The Tricky Challenge of Measuring Entrepreneurship
There are some useful ways to look at what's happening in the local economy and separate the reality from the cultural buzz.
Entrepreneurship, at least as a cultural phenomenon, is booming: Witness the flood of television shows, movies and even Barbie's latest career move. Meanwhile, entrepreneurship education programs have exploded, and support organizations such as incubators are springing up like wildflowers. Even so, real rates of entrepreneurship in the United States remain in long-term decline, and we have seen only a tepid recovery since the Great Recession.
With such a disconnect between zeitgeist and macroeconomic fact, local policymakers can be left foundering -- which story, they might wonder, describes my city? Soft, anecdotal indicators are frequently unreliable, but broad-based statistics may miss crucial nuance.
For those wishing to measure their entrepreneurial ecosystem more accurately, two challenges await: a mountain of unorganized data and the lack of an agreed-upon framework. In a new paper, we draw on existing entrepreneurship research and take a first crack at both tasks.
Our broad framework provides four dimensions along which to measure entrepreneurial vibrancy: density, fluidity, connectivity and diversity.
Density is the simplest indicator, an effort to assess how many firms are in a region. Looking at density instead of raw volume and normalizing for such factors as population or geography allows us to get at some nuance: Boulder, Colo., for example, is small but clearly punching above its weight. We recommend looking at the density of new and young firms, the share of employment in those firms, and the density of the sector -- high-tech or otherwise - that is most important to the local economy.
Fluidity is our next indicator, with which we intend to capture economic and demographic reallocation -- the processes by which a resource becomes more and more efficiently deployed. For instance, when an individual switches jobs, it is generally for a better match and a higher wage. There are obvious exceptions, but most voluntary movement represents an increase in productivity. To measure this fluidity, we recommend looking at population flux, labor-market reallocation and the number of high-growth firms.

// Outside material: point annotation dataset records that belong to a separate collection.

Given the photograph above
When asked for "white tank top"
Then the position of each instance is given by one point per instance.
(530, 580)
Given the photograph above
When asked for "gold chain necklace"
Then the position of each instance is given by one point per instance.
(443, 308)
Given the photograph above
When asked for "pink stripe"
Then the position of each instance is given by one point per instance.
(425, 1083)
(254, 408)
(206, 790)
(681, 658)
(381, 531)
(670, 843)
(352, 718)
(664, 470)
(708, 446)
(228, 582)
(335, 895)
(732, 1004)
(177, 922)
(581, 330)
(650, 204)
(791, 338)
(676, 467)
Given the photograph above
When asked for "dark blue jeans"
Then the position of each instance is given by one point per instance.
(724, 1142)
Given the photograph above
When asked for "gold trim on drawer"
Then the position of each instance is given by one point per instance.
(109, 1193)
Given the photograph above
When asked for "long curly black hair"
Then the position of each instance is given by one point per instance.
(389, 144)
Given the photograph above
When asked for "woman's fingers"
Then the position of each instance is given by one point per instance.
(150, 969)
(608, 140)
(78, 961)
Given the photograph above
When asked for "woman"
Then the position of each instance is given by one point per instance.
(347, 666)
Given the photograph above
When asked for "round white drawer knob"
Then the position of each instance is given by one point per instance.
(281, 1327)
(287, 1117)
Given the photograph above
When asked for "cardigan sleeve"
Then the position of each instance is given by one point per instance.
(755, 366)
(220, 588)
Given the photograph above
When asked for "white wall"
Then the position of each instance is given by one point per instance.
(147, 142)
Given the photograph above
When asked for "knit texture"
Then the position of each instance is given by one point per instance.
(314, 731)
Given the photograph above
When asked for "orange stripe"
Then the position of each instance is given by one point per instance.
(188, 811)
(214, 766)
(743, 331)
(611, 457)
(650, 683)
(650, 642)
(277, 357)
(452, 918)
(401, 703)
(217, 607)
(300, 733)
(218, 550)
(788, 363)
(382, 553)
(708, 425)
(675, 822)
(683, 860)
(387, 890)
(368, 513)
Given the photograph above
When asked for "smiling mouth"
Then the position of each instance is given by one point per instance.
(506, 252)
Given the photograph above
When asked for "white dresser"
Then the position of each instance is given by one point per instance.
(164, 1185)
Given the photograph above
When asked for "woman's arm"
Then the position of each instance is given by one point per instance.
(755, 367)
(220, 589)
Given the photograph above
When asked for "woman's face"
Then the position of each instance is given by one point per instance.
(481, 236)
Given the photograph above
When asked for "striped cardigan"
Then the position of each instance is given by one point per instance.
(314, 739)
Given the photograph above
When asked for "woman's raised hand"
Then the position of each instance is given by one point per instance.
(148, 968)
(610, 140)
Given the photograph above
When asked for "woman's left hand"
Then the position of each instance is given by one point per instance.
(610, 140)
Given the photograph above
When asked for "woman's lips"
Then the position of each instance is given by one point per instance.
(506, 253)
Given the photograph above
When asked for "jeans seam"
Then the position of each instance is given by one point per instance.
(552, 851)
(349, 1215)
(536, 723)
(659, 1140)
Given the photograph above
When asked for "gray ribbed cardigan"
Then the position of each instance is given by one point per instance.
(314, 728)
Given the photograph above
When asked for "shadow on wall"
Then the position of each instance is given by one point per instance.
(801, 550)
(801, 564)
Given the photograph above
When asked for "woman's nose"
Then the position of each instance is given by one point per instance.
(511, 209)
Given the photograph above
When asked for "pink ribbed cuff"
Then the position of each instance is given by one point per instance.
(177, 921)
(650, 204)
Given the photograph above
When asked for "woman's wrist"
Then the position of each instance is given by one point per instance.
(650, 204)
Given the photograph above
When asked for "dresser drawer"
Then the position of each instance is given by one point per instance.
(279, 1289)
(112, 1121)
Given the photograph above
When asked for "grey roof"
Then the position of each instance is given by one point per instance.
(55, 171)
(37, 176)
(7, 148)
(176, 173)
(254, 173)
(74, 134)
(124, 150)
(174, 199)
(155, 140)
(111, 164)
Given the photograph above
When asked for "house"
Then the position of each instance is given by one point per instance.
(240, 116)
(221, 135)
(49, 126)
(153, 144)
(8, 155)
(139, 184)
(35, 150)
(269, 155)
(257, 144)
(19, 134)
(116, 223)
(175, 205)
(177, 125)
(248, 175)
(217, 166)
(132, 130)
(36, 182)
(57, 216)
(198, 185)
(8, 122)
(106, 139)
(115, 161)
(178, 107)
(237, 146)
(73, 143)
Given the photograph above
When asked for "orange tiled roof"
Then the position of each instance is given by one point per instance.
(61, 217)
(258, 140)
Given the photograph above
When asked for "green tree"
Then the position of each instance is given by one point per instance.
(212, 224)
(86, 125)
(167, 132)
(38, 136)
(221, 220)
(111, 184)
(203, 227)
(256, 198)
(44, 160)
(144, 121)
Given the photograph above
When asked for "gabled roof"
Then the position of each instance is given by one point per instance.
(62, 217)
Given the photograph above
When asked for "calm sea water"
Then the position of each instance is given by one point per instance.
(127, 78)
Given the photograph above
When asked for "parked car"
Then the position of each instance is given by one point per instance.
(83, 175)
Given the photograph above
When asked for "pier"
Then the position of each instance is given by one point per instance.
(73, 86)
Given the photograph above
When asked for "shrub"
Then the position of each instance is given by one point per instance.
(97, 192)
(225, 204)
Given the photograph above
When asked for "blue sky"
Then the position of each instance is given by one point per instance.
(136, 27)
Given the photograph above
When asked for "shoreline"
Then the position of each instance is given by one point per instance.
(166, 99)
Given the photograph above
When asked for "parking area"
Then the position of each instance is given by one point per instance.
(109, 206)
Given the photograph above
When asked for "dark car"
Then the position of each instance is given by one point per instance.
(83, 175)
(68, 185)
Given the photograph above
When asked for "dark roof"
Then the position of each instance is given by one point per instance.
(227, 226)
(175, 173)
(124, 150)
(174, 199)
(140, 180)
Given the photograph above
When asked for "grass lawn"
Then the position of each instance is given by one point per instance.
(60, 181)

Connectivity is the third indicator, and examines whether and how entrepreneurs, investors and others in the market ecosystem interact. While hard, tangible measures such as available financing are important inputs, soft relationships are how the ingredients get mixed. Healthy ecosystems tend to have dense, highly bunched networks, which allows money and information to flow easily. Good data on connectivity is the hardest to find and interpret; of what is available, we recommend looking at program connectivity, business spinoff rates and deal-maker networks.
Diversity is our final indicator. As in nature, we want an entrepreneurial community to avoid becoming a monoculture. Diversity, along both economic and demographic dimensions, strengthens entrepreneurial ecosystems against the possibility of cascading failure. For example, if one industry or skill type runs into trouble (say, from intense overseas competition), we want that weakness to be relatively isolated and not force the entire ecosystem to restart. To measure diversity, we propose looking at economic diversification, immigration and income mobility.
Hopefully, this framework of four indicators can help cut through the noise of entrepreneurship culture while providing more nuance than any single statistic on business formation. More importantly, we hope to kick off a more general discussion: What other theoretical frameworks might be useful in measuring entrepreneurial ecosystems? What new data sources need to be developed? What's the best way to measure entrepreneurial progress over time? As researchers, policy-makers and practitioners answer these questions, we'll enable ourselves to build stronger and more numerous entrepreneurial ecosystems -- and grow the economic pie for everyone.